|
|
|
|
|
by emaginniss
1380 days ago
|
|
You pay capital gains on any property sale where you earn income unless you reinvest the money in another property or use the one-time exemption. I don't know why you think the sale being within a year or not makes any difference. The major players know when you sell the stock and for how much, but they don't know the cost basis. The sale could be LIFO or FIFO and you might have transferred the stock into the brokerage without them ever knowing the purchase price. These are not edge cases. |
|
> You can sell your primary residence and be exempt from capital gains taxes on the first $250,000 if you are single and $500,000 if married filing jointly. (once every 2 years)

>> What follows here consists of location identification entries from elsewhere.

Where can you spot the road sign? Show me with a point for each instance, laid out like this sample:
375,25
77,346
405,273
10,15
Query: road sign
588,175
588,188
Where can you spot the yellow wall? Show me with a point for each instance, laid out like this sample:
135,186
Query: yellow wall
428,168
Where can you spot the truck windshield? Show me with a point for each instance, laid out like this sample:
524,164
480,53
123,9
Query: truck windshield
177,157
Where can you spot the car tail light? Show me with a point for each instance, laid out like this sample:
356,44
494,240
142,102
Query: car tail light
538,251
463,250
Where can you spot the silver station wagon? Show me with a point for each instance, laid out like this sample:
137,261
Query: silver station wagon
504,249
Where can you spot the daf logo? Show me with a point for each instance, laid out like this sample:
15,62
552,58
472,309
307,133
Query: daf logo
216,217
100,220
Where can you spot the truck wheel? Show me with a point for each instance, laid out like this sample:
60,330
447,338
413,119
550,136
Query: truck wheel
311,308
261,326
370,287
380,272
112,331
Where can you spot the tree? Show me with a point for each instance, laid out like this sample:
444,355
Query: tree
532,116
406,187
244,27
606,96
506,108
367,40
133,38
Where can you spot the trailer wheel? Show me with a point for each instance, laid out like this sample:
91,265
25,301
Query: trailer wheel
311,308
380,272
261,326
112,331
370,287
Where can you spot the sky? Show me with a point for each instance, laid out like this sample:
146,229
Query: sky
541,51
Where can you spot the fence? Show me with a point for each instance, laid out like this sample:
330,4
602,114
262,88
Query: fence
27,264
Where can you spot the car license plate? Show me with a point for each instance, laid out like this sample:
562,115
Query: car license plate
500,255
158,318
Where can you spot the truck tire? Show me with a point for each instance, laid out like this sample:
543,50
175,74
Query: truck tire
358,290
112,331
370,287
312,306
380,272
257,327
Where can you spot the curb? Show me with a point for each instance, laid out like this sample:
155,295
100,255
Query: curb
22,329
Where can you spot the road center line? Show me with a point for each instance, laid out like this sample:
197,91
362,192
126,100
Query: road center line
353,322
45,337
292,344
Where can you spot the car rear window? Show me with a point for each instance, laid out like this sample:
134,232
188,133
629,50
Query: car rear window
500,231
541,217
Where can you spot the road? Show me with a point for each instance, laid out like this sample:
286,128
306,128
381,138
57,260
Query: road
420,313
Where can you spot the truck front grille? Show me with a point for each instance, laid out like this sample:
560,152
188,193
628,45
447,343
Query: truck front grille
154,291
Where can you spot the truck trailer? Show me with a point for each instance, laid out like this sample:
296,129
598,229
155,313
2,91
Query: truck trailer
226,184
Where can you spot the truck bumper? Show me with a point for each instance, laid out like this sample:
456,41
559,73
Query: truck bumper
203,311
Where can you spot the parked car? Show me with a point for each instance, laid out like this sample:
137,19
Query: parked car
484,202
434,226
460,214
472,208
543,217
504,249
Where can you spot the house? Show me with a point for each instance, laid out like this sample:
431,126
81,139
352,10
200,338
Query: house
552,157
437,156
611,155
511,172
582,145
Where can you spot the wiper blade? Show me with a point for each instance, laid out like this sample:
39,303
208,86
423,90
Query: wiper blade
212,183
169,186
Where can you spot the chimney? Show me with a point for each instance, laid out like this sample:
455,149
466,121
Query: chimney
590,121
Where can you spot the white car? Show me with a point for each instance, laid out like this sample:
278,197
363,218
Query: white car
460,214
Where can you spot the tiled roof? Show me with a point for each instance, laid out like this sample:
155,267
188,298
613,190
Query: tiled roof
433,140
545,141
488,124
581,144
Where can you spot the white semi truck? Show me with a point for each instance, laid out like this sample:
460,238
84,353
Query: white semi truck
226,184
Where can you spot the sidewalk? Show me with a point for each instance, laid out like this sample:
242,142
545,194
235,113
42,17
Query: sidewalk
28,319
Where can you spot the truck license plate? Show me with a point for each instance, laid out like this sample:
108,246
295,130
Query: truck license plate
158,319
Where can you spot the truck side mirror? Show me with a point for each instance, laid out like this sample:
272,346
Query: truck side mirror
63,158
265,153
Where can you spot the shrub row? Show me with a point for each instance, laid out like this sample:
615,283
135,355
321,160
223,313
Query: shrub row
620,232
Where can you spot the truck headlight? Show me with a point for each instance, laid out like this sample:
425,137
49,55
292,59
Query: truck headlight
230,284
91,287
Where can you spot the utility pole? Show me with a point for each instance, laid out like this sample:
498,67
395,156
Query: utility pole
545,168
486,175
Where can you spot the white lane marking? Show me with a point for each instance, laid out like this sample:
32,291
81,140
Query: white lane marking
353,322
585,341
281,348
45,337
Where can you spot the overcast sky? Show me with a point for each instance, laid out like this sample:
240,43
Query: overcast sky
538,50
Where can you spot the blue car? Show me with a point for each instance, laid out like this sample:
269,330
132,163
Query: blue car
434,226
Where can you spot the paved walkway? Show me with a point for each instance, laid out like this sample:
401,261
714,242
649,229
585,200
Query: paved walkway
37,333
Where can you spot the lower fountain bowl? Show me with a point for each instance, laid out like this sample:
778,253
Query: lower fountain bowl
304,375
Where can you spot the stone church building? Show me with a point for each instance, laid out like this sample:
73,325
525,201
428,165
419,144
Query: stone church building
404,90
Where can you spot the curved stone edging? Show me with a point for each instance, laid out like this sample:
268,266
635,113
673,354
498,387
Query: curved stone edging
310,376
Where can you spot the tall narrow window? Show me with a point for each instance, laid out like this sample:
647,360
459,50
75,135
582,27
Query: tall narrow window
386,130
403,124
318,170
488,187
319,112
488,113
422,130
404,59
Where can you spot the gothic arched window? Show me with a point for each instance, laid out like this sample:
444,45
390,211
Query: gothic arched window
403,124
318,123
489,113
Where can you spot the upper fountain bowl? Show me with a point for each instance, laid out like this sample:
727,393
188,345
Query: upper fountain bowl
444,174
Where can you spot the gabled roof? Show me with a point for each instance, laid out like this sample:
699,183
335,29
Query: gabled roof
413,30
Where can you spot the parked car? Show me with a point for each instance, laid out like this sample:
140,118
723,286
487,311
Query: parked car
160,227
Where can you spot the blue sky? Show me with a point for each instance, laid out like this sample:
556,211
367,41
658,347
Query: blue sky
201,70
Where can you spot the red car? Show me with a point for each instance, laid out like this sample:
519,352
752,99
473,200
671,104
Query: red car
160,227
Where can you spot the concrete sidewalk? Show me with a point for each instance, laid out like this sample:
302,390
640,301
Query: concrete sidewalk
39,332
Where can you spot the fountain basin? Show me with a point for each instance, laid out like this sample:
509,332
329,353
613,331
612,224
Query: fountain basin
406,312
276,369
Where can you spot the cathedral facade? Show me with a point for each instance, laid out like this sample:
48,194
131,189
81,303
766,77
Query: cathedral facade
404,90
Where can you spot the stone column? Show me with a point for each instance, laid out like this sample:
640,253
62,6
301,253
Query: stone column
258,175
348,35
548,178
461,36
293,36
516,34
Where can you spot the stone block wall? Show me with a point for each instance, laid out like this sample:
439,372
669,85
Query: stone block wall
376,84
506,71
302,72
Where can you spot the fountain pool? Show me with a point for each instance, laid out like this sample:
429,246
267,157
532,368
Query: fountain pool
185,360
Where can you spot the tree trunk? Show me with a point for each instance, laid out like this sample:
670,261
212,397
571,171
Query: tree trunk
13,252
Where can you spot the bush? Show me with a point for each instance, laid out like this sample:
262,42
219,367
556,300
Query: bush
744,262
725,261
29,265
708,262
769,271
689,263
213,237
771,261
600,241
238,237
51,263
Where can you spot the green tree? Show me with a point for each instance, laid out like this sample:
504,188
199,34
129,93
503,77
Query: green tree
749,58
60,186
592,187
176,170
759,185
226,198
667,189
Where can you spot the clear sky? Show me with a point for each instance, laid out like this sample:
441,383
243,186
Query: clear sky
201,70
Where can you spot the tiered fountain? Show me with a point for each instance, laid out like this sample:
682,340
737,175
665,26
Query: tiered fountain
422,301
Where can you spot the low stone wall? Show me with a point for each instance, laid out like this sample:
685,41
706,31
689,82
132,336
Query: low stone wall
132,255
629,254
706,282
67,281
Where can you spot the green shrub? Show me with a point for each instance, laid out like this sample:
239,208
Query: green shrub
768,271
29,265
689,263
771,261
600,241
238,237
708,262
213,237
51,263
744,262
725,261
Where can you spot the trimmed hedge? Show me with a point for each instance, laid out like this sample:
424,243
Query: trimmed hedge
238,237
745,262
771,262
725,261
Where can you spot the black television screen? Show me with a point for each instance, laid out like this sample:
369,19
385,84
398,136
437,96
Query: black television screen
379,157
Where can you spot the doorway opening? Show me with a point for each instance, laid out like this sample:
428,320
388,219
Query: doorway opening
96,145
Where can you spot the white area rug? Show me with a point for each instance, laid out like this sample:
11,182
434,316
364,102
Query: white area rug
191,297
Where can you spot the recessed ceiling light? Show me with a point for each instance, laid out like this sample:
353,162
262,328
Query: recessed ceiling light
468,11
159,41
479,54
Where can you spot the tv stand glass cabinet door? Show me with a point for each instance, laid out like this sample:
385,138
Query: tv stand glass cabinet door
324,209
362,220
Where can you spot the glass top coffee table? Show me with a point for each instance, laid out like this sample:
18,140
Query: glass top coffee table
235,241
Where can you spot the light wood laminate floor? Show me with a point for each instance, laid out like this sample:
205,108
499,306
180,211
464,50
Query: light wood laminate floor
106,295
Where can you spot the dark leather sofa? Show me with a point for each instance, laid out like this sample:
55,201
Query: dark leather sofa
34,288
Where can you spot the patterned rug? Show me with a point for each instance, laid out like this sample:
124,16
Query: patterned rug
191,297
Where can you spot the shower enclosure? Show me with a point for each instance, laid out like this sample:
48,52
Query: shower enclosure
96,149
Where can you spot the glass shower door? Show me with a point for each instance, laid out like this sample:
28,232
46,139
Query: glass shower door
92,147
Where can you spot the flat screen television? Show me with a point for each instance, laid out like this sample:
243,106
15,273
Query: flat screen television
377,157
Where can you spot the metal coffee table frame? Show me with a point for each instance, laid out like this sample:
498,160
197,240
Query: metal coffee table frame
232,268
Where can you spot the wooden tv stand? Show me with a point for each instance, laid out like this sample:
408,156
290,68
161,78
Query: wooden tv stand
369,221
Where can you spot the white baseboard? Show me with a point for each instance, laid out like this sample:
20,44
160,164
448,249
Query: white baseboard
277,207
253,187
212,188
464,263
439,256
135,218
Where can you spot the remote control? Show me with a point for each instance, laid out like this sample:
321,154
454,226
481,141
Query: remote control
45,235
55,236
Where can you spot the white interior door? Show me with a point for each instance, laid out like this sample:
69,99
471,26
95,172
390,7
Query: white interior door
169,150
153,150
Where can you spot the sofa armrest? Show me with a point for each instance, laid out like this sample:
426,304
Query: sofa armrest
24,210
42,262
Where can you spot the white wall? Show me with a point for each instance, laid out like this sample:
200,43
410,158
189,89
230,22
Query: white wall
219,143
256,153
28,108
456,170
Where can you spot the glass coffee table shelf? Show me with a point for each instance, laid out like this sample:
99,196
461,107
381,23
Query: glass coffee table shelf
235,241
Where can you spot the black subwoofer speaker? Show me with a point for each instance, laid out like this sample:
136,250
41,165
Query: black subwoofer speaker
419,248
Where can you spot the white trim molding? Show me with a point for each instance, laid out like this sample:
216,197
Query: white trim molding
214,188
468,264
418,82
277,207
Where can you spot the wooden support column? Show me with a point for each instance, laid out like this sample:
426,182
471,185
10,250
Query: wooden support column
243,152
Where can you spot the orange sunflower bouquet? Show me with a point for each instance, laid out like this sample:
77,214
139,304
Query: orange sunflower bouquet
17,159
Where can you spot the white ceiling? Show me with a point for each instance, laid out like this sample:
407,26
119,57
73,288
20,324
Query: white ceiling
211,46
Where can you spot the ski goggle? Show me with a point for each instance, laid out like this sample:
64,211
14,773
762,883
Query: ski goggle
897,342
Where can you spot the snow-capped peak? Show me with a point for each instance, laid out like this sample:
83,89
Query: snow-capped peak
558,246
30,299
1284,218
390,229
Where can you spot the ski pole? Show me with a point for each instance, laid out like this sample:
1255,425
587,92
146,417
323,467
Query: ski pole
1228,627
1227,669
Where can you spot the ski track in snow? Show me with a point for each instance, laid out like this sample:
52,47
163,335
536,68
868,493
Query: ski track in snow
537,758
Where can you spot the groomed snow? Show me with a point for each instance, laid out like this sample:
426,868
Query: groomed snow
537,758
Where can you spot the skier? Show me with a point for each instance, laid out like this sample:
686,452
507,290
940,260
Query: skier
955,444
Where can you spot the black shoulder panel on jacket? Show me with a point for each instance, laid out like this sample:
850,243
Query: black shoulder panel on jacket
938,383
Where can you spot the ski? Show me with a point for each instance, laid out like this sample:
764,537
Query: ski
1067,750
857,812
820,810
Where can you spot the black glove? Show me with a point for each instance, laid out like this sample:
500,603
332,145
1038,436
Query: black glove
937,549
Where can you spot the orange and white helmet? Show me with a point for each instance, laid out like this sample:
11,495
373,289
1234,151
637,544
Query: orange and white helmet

> You can add your cost basis and costs of any improvements that you made to the home to the $250,000 if single or $500,000 if married filing jointly.
So I'll change my question:
What percentage of home owners are profiting >$250k (single)/ >$500k (married)? What percent of them do that more frequently than a 2 year period?
I'm willing to bet that these numbers are still very low. That's the entire point. I'm sure there's nuance I've missed as I'm not an expert. But my entire point isn't about specifics, it is that your argument against this system is about edge cases. If you can prove that these aren't edge cases, I'll actually side with you. If not, I still see return free filing as an extremely beneficiary policy to the vast majority of Americans, and especially to those with the least income. I already know that 90% of households take the standard deduction, so you're going to have to make some substantial claims.